We’ve introduced Notion MCP, a remote MCP server with the following improvements:

  • Easy installation via standard OAuth. No need to fiddle with JSON or API tokens anymore.
  • Powerful tools tailored to AI agents, including editing pages in Markdown. These tools are designed with optimized token consumption in mind.

Learn more and get started at Notion MCP documentation.

We are prioritizing, and only providing active support for, Notion MCP (remote). As a result:

  • We may sunset this local MCP server repository in the future.
  • Issues and pull requests here are not actively monitored.
  • Please do not file issues relating to the remote MCP here; instead, contact Notion support.

notion-mcp-sm

This project implements an MCP server for the Notion API.

mcp-demo


⚠️ Version 2.0.0 breaking changes

Version 2.0.0 migrates to the Notion API 2025-09-03 which introduces data sources as the primary abstraction for databases.

What changed

Removed tools (3):

  • post-database-query - replaced by query-data-source
  • update-a-database - replaced by update-a-data-source
  • create-a-database - replaced by create-a-data-source

New tools (7):

  • query-data-source - Query a data source (database) with filters and sorts
  • retrieve-a-data-source - Get metadata and schema for a data source
  • update-a-data-source - Update data source properties
  • create-a-data-source - Create a new data source
  • list-data-source-templates - List available templates in a data source
  • move-page - Move a page to a different parent location
  • retrieve-a-database - Get database metadata including its data source IDs

Parameter changes:

  • All database operations now use data_source_id instead of database_id
  • Search filter values changed from ["page", "database"] to ["page", "data_source"]
  • Page creation now supports both page_id and database_id parents (for data sources)

Do I need to migrate?

No code changes required. MCP tools are discovered automatically when the server starts. When you upgrade to v2.0.0, AI clients will automatically see the new tool names and parameters. The old database tools are no longer available.
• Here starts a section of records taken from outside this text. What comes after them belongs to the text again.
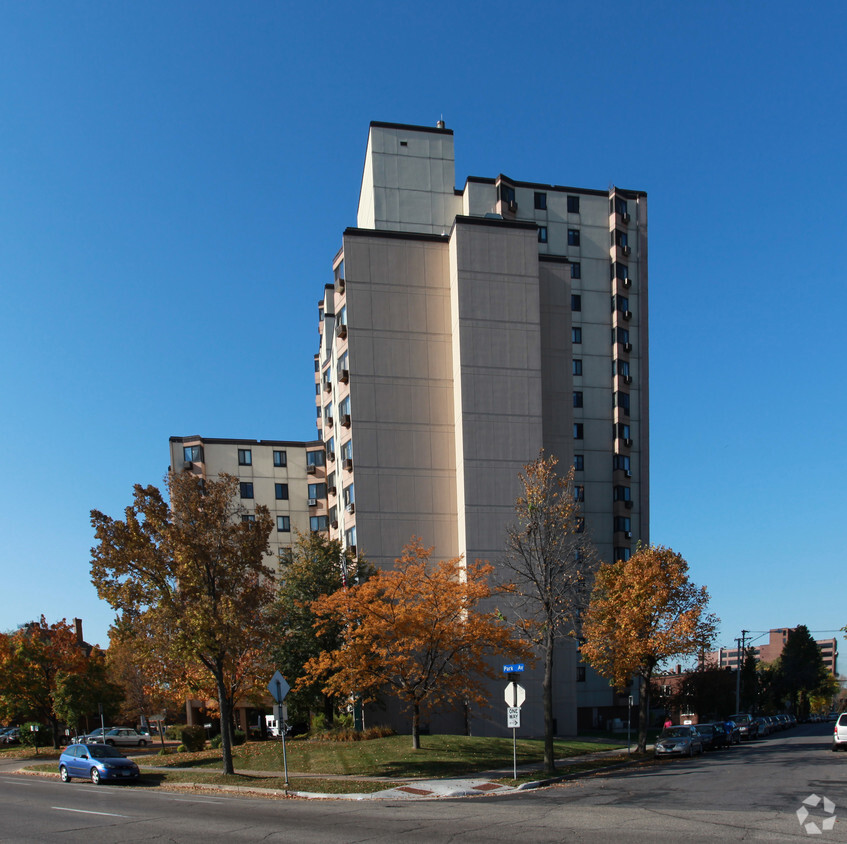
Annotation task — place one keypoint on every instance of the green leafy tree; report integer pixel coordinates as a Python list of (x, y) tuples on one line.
[(551, 562), (643, 611), (801, 669), (193, 574), (315, 566)]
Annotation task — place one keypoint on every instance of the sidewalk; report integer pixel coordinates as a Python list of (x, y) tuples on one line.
[(423, 789)]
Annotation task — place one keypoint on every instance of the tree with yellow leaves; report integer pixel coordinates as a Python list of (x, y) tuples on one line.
[(415, 631), (645, 610), (192, 571)]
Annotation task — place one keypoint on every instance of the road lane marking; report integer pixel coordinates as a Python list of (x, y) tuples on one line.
[(87, 812)]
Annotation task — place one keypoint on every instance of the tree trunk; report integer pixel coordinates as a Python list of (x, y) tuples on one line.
[(643, 710), (547, 699), (416, 726), (226, 718)]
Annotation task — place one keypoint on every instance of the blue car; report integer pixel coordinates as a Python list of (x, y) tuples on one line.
[(97, 762)]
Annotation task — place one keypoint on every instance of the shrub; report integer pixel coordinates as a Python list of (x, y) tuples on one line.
[(194, 738)]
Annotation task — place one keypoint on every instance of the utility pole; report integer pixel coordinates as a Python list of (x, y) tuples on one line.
[(739, 664)]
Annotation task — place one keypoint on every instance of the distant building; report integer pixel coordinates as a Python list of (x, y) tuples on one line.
[(728, 657)]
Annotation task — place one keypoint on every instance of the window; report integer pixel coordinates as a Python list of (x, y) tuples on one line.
[(193, 453), (620, 303), (315, 458), (318, 523), (623, 523), (621, 461), (507, 193)]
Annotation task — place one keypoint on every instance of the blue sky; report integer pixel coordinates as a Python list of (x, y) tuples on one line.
[(175, 178)]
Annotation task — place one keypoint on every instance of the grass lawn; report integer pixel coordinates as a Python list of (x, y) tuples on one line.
[(439, 756)]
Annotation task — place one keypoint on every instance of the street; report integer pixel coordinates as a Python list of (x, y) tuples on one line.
[(750, 793)]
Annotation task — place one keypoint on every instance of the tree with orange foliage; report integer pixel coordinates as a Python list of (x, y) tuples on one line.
[(644, 610), (44, 671), (416, 631), (192, 572)]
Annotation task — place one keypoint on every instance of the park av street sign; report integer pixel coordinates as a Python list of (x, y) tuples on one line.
[(515, 694)]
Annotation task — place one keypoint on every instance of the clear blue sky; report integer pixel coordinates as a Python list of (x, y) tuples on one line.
[(175, 178)]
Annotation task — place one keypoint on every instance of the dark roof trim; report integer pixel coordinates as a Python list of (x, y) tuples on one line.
[(390, 233), (220, 441), (481, 180), (493, 221), (380, 125)]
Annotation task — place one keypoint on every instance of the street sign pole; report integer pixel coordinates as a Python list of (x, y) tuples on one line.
[(279, 697)]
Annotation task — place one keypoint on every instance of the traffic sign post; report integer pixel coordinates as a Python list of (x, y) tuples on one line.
[(279, 688), (515, 695)]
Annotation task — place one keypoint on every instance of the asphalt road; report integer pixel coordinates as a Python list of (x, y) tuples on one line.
[(748, 793)]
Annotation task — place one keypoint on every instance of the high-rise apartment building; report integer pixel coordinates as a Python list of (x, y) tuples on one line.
[(289, 478), (465, 330)]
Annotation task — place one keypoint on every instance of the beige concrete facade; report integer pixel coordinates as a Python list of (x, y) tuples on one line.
[(465, 330), (289, 478)]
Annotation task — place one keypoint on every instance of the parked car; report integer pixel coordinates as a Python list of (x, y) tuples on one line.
[(125, 737), (681, 740), (748, 727), (93, 737), (839, 733), (96, 762)]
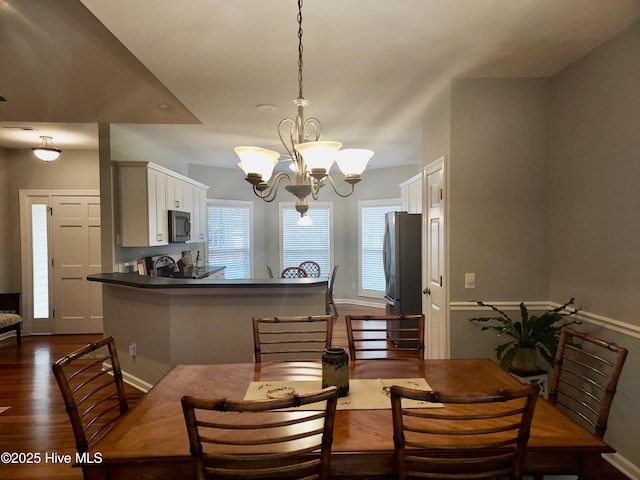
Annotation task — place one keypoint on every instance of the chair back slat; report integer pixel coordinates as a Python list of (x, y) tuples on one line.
[(471, 437), (291, 338), (267, 439), (10, 303), (93, 392), (376, 336), (293, 272), (585, 377), (329, 302), (311, 268)]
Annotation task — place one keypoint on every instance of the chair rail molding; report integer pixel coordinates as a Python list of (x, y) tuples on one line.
[(583, 315)]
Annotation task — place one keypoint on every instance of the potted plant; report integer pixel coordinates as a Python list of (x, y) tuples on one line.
[(530, 334)]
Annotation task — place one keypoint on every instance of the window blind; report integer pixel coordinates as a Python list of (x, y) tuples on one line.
[(306, 242), (229, 238), (371, 246)]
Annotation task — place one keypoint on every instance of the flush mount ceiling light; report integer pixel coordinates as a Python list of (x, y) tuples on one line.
[(312, 159), (47, 151)]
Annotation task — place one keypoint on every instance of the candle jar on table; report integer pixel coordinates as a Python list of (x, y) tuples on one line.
[(335, 369)]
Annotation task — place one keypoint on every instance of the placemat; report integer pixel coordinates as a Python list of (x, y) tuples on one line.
[(364, 394)]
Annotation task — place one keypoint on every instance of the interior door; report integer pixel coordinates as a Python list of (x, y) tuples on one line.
[(435, 275), (76, 254)]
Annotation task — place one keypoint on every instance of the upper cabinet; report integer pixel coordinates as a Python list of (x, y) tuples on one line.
[(199, 215), (147, 192), (411, 194)]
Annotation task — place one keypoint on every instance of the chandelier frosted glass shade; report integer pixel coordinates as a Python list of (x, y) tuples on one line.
[(47, 151), (353, 161), (311, 158), (318, 156), (257, 163)]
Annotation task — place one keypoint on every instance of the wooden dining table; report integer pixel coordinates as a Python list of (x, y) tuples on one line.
[(150, 441)]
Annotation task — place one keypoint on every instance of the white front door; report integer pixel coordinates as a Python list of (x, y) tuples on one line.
[(76, 254), (434, 262)]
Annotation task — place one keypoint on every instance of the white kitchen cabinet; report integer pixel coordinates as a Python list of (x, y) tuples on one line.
[(143, 205), (411, 194), (199, 215), (175, 199), (147, 193)]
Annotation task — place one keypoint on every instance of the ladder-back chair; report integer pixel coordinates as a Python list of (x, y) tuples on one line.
[(584, 379), (472, 437), (376, 336), (93, 392), (248, 439), (293, 272), (311, 268), (291, 338)]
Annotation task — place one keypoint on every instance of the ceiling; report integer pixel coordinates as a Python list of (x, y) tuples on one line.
[(189, 75)]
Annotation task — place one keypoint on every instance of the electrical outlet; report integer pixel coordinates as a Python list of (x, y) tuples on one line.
[(469, 280)]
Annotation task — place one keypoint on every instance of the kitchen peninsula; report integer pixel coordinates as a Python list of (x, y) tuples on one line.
[(159, 322)]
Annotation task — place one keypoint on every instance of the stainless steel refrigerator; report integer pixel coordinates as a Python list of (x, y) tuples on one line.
[(403, 264)]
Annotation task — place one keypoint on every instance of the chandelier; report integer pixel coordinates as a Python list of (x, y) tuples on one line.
[(47, 151), (312, 158)]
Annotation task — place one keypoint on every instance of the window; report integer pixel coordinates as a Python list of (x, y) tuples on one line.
[(306, 242), (372, 214), (229, 236), (40, 252)]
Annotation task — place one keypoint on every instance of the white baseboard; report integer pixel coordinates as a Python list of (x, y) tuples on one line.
[(8, 335), (624, 465)]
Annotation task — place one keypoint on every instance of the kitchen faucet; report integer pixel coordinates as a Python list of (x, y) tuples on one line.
[(164, 257)]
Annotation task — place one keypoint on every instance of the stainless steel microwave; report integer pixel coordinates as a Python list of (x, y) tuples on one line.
[(179, 226)]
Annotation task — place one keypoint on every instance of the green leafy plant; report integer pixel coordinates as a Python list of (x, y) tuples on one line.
[(541, 332)]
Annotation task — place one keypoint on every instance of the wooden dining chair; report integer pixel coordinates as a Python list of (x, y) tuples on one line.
[(291, 338), (293, 272), (384, 336), (311, 268), (248, 439), (90, 381), (10, 319), (329, 302), (584, 379), (472, 437)]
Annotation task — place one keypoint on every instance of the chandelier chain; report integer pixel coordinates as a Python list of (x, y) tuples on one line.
[(300, 49)]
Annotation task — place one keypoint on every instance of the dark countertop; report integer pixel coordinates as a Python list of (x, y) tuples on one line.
[(144, 281)]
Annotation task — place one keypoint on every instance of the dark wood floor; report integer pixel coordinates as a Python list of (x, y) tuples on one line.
[(37, 422)]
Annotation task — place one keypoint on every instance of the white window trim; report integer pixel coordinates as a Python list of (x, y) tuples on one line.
[(329, 205), (219, 202), (363, 204)]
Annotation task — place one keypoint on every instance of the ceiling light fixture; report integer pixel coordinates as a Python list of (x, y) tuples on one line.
[(47, 151), (311, 157)]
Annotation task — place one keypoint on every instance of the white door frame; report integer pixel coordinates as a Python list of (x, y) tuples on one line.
[(25, 199), (437, 343)]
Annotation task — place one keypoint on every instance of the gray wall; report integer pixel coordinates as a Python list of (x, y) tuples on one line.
[(593, 178), (595, 204), (21, 170), (6, 283), (376, 184), (544, 203)]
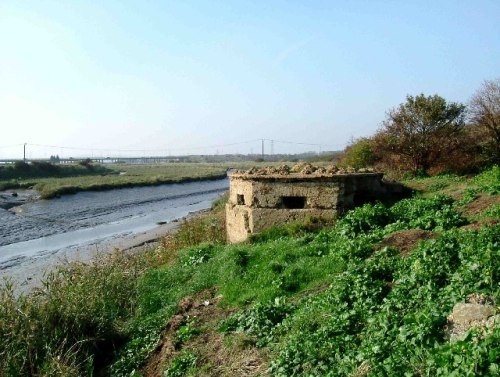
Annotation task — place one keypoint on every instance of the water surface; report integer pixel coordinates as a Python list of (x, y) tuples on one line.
[(86, 218)]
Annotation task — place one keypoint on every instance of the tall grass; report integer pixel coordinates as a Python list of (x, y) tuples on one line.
[(327, 302)]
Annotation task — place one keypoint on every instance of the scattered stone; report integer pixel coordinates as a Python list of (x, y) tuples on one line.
[(471, 314)]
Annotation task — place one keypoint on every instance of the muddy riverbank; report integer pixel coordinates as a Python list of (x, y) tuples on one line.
[(36, 235)]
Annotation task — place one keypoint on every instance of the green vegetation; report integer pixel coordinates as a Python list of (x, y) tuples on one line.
[(54, 180), (339, 300), (426, 135)]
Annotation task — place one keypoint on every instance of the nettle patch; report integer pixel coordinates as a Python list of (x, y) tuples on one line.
[(386, 315)]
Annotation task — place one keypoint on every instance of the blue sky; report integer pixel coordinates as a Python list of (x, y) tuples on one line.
[(169, 76)]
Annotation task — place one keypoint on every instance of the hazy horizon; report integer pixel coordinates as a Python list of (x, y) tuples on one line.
[(208, 77)]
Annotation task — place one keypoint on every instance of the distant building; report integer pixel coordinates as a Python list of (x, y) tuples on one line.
[(259, 199)]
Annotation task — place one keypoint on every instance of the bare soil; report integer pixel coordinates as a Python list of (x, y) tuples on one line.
[(217, 354)]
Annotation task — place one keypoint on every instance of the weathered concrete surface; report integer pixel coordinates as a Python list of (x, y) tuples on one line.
[(259, 199), (468, 315)]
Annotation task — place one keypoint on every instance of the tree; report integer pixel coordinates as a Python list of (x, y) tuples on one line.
[(359, 154), (423, 131), (485, 114)]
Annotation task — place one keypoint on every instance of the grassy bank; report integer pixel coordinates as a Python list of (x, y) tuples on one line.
[(55, 180), (369, 295), (62, 180)]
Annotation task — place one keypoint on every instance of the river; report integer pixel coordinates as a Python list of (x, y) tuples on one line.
[(71, 223)]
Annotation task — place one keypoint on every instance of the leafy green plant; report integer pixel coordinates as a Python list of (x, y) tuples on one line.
[(181, 365), (261, 320), (187, 331)]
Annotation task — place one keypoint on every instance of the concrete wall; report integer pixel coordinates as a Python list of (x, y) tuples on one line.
[(259, 202)]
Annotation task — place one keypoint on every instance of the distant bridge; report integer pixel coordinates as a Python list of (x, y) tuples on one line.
[(101, 160)]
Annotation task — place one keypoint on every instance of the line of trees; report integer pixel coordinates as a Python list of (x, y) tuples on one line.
[(428, 135)]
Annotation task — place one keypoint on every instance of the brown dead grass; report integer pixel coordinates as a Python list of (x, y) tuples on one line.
[(406, 240), (216, 356)]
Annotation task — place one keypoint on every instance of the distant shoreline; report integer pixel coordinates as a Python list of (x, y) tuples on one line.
[(29, 275)]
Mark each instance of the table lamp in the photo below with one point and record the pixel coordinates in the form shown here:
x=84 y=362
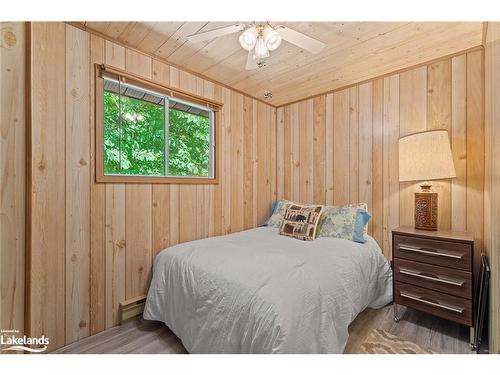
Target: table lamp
x=424 y=157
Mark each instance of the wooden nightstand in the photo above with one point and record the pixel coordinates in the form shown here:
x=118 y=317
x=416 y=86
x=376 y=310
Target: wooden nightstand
x=433 y=272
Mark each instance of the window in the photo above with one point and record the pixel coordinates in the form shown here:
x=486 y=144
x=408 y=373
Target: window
x=151 y=133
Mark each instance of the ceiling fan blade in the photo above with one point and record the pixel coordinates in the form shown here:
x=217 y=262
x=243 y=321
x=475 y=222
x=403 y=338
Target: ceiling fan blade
x=251 y=64
x=300 y=40
x=211 y=34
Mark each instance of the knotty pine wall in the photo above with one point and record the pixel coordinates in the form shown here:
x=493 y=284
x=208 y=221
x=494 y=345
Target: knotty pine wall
x=342 y=147
x=92 y=245
x=492 y=172
x=12 y=176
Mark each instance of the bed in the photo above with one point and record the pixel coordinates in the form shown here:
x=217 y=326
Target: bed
x=259 y=292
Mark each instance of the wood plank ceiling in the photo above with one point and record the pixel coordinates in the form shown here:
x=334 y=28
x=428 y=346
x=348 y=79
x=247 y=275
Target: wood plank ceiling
x=355 y=51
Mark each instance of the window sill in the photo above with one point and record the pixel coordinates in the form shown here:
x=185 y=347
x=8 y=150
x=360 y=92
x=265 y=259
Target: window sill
x=156 y=180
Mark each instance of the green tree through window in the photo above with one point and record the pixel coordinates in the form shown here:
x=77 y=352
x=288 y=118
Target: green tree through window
x=135 y=139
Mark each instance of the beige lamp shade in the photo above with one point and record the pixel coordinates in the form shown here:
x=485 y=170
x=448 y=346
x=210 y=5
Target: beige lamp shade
x=425 y=156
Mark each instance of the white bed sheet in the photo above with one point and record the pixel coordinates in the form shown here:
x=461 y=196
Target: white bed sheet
x=258 y=292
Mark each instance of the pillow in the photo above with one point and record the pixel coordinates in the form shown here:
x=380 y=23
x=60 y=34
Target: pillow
x=360 y=225
x=301 y=221
x=278 y=209
x=347 y=222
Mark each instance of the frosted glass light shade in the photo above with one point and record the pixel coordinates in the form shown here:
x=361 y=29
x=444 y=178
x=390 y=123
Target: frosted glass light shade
x=425 y=156
x=248 y=38
x=271 y=38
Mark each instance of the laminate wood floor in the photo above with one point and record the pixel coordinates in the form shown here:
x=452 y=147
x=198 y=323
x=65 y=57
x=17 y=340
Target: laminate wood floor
x=141 y=336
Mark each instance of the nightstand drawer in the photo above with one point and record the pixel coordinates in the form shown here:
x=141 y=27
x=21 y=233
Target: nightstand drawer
x=439 y=252
x=441 y=279
x=443 y=305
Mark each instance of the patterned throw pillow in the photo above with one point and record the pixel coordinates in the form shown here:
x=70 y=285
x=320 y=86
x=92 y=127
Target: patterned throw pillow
x=343 y=221
x=279 y=208
x=300 y=221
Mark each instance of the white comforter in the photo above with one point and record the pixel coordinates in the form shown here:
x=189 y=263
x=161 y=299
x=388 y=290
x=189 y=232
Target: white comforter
x=258 y=292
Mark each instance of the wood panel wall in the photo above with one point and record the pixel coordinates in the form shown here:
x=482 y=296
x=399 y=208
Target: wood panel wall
x=92 y=245
x=342 y=147
x=492 y=189
x=12 y=177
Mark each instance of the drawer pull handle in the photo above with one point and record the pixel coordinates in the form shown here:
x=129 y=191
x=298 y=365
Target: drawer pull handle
x=427 y=252
x=418 y=274
x=459 y=310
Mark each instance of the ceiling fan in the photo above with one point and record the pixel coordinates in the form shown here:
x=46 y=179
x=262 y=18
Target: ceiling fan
x=261 y=38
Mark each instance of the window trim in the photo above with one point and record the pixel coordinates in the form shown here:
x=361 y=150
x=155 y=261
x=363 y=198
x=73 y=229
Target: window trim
x=175 y=93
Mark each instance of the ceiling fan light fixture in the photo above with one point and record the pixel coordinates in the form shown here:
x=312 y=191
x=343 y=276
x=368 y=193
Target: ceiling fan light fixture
x=248 y=38
x=271 y=38
x=261 y=51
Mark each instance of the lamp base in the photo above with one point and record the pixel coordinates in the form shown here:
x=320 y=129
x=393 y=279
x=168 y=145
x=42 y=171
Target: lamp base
x=426 y=208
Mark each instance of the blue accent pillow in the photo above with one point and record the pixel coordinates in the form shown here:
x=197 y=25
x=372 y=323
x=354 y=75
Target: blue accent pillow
x=362 y=218
x=278 y=209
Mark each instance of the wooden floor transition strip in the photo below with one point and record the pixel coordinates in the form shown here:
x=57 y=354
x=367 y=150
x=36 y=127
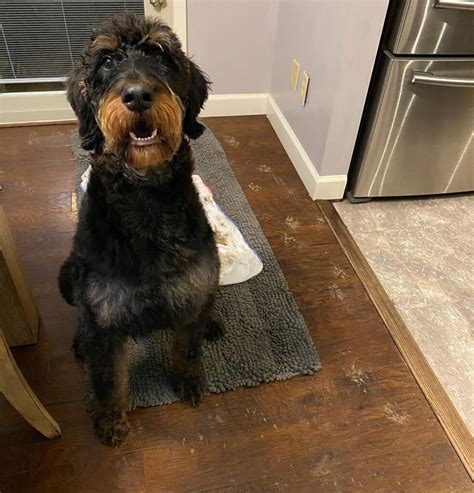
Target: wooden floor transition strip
x=454 y=426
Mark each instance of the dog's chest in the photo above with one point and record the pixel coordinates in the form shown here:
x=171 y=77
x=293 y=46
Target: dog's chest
x=180 y=294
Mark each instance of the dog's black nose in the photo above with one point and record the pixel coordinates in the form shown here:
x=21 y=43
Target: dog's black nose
x=137 y=98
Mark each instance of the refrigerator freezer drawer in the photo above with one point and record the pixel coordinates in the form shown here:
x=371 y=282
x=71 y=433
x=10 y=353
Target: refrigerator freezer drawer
x=426 y=27
x=418 y=137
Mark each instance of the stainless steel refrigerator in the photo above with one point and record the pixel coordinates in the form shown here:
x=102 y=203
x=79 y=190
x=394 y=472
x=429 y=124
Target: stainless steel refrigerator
x=417 y=135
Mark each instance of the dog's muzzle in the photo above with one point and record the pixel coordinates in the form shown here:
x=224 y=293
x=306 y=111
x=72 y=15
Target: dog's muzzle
x=142 y=123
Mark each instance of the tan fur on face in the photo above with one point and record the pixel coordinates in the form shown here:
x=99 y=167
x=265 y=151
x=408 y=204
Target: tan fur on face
x=116 y=123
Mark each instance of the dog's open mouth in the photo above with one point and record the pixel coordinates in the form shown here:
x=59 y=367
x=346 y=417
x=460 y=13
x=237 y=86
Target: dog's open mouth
x=143 y=135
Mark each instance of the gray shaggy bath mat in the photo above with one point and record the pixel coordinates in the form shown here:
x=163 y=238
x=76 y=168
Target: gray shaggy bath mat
x=266 y=337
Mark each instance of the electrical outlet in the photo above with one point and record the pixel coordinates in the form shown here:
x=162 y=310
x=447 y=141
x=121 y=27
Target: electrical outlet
x=304 y=87
x=295 y=72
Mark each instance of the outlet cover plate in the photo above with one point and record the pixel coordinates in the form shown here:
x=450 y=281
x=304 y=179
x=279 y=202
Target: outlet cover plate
x=304 y=87
x=295 y=72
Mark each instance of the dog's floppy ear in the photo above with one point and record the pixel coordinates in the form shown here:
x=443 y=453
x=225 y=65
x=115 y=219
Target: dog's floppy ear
x=198 y=90
x=91 y=136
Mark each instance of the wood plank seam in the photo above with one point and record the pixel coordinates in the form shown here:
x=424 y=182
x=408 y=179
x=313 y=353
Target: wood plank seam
x=448 y=416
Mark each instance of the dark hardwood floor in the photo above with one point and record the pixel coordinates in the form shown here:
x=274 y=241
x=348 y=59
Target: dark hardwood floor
x=361 y=424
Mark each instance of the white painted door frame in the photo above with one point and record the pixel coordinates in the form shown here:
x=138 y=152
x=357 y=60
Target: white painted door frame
x=52 y=106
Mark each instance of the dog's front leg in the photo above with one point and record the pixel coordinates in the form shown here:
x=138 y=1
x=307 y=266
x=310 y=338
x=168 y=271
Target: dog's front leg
x=107 y=365
x=187 y=378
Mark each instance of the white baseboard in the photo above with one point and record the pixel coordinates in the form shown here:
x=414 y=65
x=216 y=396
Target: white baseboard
x=235 y=105
x=52 y=106
x=328 y=187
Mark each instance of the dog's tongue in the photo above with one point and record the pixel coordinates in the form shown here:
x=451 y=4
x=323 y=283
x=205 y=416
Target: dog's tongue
x=142 y=130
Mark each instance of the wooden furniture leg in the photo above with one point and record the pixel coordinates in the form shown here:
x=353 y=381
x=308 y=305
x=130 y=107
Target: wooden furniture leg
x=17 y=391
x=19 y=314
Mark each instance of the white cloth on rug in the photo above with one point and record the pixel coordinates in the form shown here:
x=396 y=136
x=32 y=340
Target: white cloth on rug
x=239 y=262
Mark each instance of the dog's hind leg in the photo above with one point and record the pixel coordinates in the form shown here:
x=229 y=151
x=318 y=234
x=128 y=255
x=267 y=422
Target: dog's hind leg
x=187 y=377
x=107 y=368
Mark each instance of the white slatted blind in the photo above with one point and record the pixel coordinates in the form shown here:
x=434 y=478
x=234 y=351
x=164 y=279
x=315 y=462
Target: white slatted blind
x=41 y=39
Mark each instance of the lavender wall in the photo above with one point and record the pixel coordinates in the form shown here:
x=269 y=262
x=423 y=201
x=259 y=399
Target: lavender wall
x=335 y=42
x=247 y=46
x=232 y=40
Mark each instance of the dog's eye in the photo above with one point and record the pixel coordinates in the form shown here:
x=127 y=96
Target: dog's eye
x=107 y=62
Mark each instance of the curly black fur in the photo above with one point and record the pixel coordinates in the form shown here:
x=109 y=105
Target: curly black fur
x=144 y=256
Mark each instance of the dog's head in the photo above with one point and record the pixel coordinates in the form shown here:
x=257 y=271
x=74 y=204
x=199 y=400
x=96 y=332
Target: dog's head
x=135 y=92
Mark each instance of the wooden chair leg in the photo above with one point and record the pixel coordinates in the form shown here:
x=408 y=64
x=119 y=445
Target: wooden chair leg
x=17 y=391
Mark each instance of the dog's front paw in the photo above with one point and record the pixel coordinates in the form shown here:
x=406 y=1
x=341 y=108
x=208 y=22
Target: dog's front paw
x=214 y=330
x=188 y=387
x=111 y=428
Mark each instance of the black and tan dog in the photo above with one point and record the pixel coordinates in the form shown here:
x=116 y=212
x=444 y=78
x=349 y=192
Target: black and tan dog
x=144 y=256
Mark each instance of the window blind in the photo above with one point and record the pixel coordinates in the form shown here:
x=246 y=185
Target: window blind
x=40 y=40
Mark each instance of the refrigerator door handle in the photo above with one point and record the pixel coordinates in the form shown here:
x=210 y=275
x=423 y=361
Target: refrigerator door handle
x=454 y=4
x=435 y=80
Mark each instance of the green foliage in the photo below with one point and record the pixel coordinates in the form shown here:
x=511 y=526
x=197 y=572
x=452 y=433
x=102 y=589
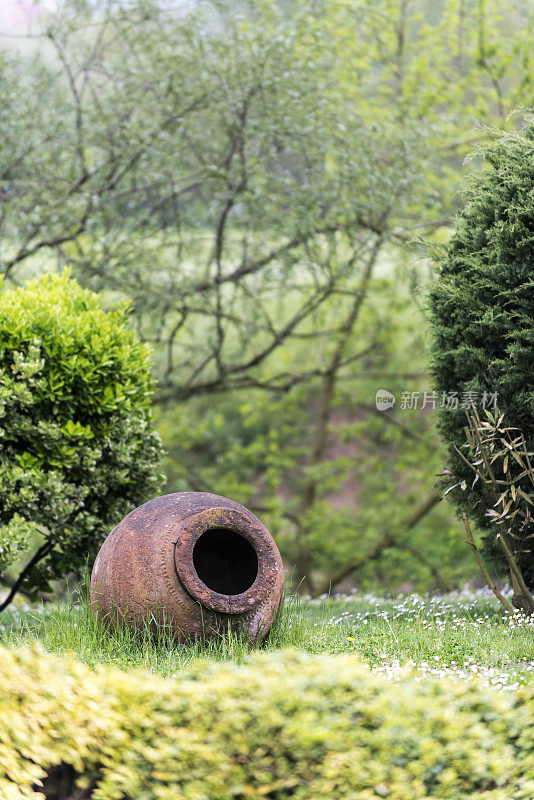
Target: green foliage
x=482 y=316
x=282 y=725
x=77 y=447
If you have hardcoded tool names or prompts that reference the old database tools, update them to use the new data source tools:

Old Tool (v1.x)New Tool (v2.0)Parameter Change
post-database-queryquery-data-sourcedatabase_iddata_source_id
update-a-databaseupdate-a-data-sourcedatabase_iddata_source_id
create-a-databasecreate-a-data-sourceNo change (uses parent.page_id)

Note: retrieve-a-database is still available and returns database metadata including the list of data source IDs. Use retrieve-a-data-source to get the schema and properties of a specific data source.

Total tools now: 22 (was 19 in v1.x)


Installation

1. Setting up integration in Notion

Go to https://www.notion.so/profile/integrations and create a new internal integration or select an existing one.

Creating a Notion Integration token

While we limit the scope of Notion API's exposed (for example, you will not be able to delete databases via MCP), there is a non-zero risk to workspace data by exposing it to LLMs. Security-conscious users may want to further configure the Integration's Capabilities.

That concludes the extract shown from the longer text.